Giorgia Meloni aveva chiesto un referendum su se stessa per cambiare l’Europa. Un progetto ambizioso che si è rivelato più complesso del previsto, portando la premier italiana a confrontarsi con una realtà politica ostile e stratificata. La politica a Bruxelles non si fa con la propaganda. Nonostante l’incremento dei membri del suo gruppo europeo Ecr (Conservatori e Riformisti Europei), Meloni si trova ai margini delle trattative per le nomine della prossima Commissione europea, ben lontana dall’influenza che sperava di ottenere.
Giorgia Meloni aveva chiesto un referendum su se stessa per cambiare l’Europa
Macron e Scholz premono per accelerare il pacchetto delle nomine utilizzando il voto a maggioranza qualificata, strategia che escluderebbe Meloni e altri leader euroscettici come Orbán. Proprio ieri è stato stoppato l’ingresso di Fidesz, il partito del premier ungherese, in Ecr. Una scelta interpretabile come un passo di avvicinamento della stessa Meloni verso il Ppe (e il bis di Ursula von der Leyen). Ma l’accelerazione impressa da Macron e Scholz complica notevolmente le cose.
La premier italiana sta cercando di bilanciare diverse strategie. Da una parte, alza la tensione per ottenere condizioni migliori nelle trattative così da poter giustificare agli occhi del suo elettorato l’eventuale virata su von der Leyen, emblema di quell’Europa che la leader FdI prometteva di cambiare.
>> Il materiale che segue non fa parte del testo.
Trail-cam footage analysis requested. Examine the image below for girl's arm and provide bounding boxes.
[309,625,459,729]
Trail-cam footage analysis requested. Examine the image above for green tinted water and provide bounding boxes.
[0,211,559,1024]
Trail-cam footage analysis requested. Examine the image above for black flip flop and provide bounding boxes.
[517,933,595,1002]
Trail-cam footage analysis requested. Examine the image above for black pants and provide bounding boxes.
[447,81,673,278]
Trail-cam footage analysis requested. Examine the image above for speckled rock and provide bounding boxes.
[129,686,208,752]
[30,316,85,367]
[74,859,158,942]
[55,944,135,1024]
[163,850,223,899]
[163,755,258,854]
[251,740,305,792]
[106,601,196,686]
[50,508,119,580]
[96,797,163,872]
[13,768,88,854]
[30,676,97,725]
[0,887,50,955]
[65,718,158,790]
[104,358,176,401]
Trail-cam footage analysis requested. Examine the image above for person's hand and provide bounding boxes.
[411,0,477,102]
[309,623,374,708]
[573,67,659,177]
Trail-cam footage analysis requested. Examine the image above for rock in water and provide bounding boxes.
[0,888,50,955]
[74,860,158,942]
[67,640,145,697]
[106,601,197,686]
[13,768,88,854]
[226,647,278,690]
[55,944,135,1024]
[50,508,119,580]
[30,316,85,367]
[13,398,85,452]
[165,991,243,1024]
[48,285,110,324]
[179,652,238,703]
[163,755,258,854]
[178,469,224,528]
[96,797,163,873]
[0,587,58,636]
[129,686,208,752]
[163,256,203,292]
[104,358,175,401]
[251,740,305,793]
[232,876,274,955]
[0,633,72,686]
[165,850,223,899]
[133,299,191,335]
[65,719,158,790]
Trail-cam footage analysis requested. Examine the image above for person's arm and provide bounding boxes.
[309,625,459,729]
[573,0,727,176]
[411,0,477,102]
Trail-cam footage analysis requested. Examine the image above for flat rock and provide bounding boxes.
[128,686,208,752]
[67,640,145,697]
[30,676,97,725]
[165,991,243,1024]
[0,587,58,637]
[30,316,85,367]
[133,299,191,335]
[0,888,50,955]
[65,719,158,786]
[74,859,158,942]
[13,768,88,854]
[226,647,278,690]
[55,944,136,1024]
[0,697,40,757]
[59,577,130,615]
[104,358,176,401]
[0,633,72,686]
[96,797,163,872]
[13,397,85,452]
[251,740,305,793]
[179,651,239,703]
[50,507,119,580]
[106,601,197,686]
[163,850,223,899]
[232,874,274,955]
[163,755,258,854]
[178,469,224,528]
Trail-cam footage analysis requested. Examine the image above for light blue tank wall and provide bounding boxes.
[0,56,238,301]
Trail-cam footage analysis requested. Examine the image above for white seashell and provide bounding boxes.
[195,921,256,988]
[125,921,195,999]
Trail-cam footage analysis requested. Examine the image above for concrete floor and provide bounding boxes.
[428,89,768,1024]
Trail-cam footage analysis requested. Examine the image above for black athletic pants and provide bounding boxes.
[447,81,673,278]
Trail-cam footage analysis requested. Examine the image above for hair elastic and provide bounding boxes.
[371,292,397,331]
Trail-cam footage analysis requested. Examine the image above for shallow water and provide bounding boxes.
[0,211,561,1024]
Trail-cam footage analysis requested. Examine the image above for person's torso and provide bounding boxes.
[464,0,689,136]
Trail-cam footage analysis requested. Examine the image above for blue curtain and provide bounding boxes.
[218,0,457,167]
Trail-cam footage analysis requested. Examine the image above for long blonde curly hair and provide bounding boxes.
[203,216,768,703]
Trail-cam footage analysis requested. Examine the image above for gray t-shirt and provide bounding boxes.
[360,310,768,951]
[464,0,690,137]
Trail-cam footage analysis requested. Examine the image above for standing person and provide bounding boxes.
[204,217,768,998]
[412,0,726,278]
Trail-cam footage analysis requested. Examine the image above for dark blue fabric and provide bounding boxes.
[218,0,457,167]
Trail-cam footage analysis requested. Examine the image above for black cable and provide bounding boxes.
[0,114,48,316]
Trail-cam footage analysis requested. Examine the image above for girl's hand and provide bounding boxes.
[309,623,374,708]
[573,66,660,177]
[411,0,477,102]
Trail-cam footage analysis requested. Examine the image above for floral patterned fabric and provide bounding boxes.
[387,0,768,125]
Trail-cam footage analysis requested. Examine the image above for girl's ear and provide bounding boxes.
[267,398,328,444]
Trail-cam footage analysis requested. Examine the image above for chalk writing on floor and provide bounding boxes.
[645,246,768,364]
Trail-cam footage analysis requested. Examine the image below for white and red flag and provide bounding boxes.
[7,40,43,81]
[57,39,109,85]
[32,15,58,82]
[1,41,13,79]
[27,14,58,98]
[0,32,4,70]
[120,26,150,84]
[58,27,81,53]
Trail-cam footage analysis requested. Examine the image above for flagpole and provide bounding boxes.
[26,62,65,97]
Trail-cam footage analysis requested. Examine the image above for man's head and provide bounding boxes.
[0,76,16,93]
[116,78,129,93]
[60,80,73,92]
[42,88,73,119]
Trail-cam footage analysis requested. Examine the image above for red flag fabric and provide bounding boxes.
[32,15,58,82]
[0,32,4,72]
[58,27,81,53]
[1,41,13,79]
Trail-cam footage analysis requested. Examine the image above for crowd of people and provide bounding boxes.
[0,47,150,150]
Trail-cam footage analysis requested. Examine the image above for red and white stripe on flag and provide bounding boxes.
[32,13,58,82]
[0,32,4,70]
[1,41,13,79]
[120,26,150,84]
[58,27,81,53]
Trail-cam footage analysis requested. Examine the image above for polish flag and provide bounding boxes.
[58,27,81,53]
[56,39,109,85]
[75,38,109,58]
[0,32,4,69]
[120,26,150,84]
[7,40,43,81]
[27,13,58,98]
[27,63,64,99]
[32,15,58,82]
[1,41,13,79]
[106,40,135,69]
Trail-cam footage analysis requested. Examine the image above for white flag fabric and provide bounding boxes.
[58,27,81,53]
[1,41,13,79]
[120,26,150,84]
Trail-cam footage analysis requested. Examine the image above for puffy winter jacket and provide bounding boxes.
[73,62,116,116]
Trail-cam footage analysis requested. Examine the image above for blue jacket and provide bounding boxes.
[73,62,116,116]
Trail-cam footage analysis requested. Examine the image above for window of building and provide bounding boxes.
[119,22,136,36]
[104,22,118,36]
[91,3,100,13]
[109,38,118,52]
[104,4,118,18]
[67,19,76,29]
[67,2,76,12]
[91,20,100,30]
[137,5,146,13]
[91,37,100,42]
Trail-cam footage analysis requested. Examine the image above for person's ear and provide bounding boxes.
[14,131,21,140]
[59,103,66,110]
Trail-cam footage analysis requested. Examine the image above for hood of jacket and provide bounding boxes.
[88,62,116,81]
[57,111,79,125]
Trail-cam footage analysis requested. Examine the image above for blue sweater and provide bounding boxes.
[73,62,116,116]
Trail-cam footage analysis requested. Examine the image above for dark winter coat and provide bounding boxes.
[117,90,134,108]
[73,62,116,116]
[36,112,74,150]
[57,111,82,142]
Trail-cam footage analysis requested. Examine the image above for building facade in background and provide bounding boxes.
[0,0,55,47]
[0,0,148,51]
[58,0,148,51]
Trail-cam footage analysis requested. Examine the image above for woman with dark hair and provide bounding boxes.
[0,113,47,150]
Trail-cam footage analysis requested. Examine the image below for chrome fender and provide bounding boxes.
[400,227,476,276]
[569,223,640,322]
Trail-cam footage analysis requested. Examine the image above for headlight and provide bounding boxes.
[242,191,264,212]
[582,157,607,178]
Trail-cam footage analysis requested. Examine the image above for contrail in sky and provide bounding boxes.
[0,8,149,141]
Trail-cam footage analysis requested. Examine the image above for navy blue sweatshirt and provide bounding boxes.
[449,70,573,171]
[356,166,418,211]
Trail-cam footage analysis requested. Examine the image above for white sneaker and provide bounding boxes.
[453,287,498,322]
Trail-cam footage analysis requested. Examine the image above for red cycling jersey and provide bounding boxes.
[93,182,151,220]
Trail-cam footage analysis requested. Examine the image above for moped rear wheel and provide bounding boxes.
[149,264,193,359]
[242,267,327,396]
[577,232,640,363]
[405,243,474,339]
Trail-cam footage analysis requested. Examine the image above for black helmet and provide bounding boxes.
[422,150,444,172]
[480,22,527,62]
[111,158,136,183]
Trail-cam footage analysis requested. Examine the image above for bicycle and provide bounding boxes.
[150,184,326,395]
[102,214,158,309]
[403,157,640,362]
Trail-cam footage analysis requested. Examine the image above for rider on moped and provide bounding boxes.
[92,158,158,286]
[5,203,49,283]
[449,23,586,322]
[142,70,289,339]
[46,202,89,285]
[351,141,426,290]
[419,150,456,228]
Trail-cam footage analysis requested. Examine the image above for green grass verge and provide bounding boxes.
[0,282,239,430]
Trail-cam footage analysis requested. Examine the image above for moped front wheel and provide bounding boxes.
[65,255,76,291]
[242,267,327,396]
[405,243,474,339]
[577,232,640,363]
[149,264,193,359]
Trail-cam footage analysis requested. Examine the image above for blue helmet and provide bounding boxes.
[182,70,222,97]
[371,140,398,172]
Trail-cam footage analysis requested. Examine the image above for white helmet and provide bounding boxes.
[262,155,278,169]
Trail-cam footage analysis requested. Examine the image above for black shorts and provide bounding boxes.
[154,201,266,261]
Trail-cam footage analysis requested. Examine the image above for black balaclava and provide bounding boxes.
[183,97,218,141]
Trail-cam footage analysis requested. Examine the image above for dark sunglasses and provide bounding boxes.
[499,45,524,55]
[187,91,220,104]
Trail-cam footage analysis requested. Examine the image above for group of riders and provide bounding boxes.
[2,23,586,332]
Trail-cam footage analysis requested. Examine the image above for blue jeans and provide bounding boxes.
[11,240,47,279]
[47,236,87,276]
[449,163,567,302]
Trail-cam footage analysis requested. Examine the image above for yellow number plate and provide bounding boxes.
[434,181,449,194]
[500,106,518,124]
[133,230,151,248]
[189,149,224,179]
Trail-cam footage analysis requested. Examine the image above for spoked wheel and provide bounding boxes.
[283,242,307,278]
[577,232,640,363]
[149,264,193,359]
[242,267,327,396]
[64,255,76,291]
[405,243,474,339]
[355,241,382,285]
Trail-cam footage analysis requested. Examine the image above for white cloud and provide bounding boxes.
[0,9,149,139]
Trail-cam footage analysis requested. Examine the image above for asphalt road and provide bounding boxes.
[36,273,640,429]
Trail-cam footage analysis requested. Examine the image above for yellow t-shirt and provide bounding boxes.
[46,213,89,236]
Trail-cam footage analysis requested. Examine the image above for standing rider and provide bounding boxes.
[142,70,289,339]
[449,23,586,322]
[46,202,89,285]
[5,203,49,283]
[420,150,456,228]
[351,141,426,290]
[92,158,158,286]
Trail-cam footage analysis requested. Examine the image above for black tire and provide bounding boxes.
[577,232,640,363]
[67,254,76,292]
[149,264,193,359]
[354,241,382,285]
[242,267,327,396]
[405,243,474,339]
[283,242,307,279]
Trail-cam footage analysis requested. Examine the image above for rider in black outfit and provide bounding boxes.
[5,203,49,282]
Dall’altra, prepara un piano B: una possibile alleanza con Marine Le Pen, creando un fronte comune contro glii stessi Macron e Scholz. Un “coordinamento nero” che potrebbe rafforzare temporaneamente la sua posizione, ma rischia di isolare ulteriormente l’Italia in Europa e scatenare una battaglia contro Bruxelles, che alla lunga, tra procedure di infrazione e vincoli asfissianti del Patto di Stabilità, potrebbe rivelarsi un bagno di sangue per l’Italia.
Durante la festa del Giornale, Meloni ha criticato l’approccio frettoloso di Macron e Scholz sulle nomine, definendolo “surreale” e sottolineando la necessità di riflettere sulle priorità dei cittadini. Ma la sua opposizione sembra più un tentativo di complicare un accordo piuttosto che una reale possibilità di influenzare le decisioni. Le dinamiche interne al Ppe e al Pse aggiungono altri ostacoli. Manfred Weber, leader del Ppe, propone un dialogo con la destra per sostenere la rielezione di von der Leyen. Tuttavia, Donald Tusk e altri leader temono che Meloni possa rafforzare i nemici interni al loro partito, preferendo un’alleanza con Macron e Scholz. Questo scontro di visioni ha portato a una polarizzazione tale che rende difficile qualsiasi dialogo costruttivo, con Meloni sempre più ai margini.
La posizione di Meloni è fragile anche a causa delle dinamiche interne all’Ecr. Deve evitare l’emorragia di parlamentari e mantenere la leadership all’interno della destra europea, navigando tra le complesse dinamiche politiche europee per mantenere un ruolo rilevante per l’Italia. La pressione politica aumenta mentre cerca di bilanciare il supporto interno ed esterno, con contatti costanti con von der Leyen per negoziare un riconoscimento politico utile a legittimare un eventuale sostegno al suo secondo mandato. Le parole del Presidente Sergio Mattarella risuonano come un monito: l’Europa deve rimanere fedele ai suoi valori fondanti di pace, democrazia e coesione sociale. Valori che Meloni rischia di compromettere con le sue alleanze pericolose.
La promessa di cambiare l’Europa si scontra con la dura realtà delle trattative politiche
La promessa di cambiare l’Europa si scontra con la dura realtà delle trattative politiche, mettendo in discussione la capacità della premier italiana di realizzare il suo ambizioso progetto. Con un futuro incerto e acque politiche sempre più agitate, Meloni deve riuscire a tenere insieme le sue molte facce che fino a qui hanno giocato su diversi piani nel tentativo – finora fallito – di mantenere l’Italia al centro del panorama europeo. I prossimi giorni saranno cruciali per determinare se riuscirà a navigare attraverso queste acque turbolente o se verrà definitivamente relegata ai margini della politica europea.